MIKE: It can be really difficult, and I had a case a few years ago for a very prominent professional athlete, a tennis player. And his name and image was being used to promote a rather unsavory product. And he in no way authorized this. He did not want the association with his identity in the market embezzle that it devalued his own sponsorship abilities, and we ended up tracking this down, and it was some company offshore, you know, down in the Cayman Islands, and, thankfully, we were able to get the ad shut down on the website because we got a court order and went to Internet service providers like Google and said you can't display this anymore. But being able to recover actual financial damages from the perpetrators is extraordinarily impractical and very unlikely.
GLENN: So, Mike, let me just ask you an off the wall question. And you know me. I don't need another project, and I don't need -- I just don't need more hassles in my life. But this is -- this is something that really bothers me because when I saw it on TheBlaze, if we don't have a way to say to agencies "You cannot lie. These things are just going to keep coming through and slipping through the cracks, and it hurts my credibility as a news organization.
GLENN: Most people don't care. It also bothers me that people like Chip and Joanna. If people don't say anything and try to help these guys, the Tom Brady's and Michael Jordan and Anderson Cooper and even Stephen Hawking, the next people will be us. And is there a way -- would you be interested to see if we reach out to all of these people? I would like to as a media company just be a part of something that is trying to enforce truth in advertising. Is it possible? Would it help if everybody got together and tried to stop it?

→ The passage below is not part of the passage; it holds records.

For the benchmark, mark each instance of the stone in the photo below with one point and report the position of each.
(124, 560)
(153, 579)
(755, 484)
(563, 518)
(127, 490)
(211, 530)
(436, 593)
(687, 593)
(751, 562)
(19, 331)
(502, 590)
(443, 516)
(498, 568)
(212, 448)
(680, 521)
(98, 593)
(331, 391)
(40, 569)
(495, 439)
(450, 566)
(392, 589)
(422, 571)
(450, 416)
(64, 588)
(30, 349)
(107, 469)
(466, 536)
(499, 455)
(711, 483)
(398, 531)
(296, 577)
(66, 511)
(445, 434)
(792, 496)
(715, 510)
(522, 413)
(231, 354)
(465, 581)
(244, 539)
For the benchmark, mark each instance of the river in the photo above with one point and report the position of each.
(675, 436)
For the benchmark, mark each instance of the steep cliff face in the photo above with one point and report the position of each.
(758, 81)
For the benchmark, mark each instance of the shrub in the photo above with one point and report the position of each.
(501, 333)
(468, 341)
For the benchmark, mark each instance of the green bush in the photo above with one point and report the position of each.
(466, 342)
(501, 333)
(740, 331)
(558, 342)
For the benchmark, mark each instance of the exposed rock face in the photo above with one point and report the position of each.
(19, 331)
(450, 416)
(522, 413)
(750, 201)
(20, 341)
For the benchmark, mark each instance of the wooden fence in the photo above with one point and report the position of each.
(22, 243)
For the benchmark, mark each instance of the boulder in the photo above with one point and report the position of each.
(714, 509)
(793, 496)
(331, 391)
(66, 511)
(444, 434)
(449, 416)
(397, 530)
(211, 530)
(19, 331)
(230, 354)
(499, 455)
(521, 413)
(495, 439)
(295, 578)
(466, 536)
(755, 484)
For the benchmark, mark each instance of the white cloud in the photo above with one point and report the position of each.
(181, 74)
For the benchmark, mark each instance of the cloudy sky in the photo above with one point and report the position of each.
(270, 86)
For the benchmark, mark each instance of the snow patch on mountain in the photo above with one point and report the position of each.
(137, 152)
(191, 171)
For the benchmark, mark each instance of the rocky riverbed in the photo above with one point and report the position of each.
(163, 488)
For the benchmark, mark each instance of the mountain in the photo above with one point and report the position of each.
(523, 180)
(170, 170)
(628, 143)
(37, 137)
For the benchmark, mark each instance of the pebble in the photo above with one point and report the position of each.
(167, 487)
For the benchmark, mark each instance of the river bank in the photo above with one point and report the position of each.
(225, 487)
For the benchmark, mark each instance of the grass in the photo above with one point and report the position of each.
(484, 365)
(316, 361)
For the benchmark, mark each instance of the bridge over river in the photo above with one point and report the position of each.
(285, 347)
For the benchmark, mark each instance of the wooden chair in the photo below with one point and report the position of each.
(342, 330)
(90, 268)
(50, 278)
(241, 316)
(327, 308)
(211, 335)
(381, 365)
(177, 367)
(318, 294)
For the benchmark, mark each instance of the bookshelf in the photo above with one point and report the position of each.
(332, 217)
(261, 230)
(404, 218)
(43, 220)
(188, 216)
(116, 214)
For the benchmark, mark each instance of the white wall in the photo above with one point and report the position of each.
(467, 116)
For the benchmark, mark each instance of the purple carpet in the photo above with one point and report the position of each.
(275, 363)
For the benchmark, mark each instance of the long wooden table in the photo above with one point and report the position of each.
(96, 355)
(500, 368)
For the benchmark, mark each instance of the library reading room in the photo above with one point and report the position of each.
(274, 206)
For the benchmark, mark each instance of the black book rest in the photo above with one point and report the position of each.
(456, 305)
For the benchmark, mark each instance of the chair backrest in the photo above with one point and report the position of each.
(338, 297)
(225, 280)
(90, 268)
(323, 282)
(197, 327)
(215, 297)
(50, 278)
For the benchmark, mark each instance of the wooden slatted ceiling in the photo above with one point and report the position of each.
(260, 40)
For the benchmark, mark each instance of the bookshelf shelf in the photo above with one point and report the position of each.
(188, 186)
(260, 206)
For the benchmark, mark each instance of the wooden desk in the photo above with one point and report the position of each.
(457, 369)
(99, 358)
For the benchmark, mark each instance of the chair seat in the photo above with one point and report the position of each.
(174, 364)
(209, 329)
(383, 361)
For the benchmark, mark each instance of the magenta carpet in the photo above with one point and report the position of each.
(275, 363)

MIKE: I think there's always strength in numbers. I think there is a threshold obligation here too,
Glenn, on the part of the advertising agency. They should have some up front ability --
GLENN: Oh, they didn't care.
MIKE: Before placing an ad.
GLENN: They didn't care.
MIKE: That it's authentic and real. Because otherwise, once the genie's out of the bottle so to speak, it's just very, very difficult to prevent this type of thing from spiraling out of control on the Internet. And then once it's out there on all of these websites, it's difficult to get it back in.
GLENN: Mike, if you could do me a favor, independently like to reach out to these people and see if they're interested in working together. And I don't want to lead it or anything else. But if you are so good. And if it's not you, maybe you know who is that somebody can make a dent. Because if it is the advertiser, we have to go after the ad agencies. Somebody needs to protect truth.
MIKE: Yeah, there should be accountability here and substantial measures often happens with technology. Sometimes things outstrip or outpace the ability of the legal system to provide an effective remedy. And here I think it's probably a situation that merits consideration from those that are involved because for a -- someone who has really worked hard, achieved success to be associated with an unauthorized product or service that may actually be disreputable can obviously cause damage to that person's market value and reputation. And the legal system should be able to find a way to stop that sort of thing from happening.
GLENN: Mike, thank you so much. I appreciate it, Mike.
MIKE: Yep. Appreciate it, Glenn. Take care.
GLENN: My attorney on first amendment and speech and investigative issues Mike is just fantastic. Now this. By the way, chip and Joanna, we love you, and we want to help you any way we possibly can.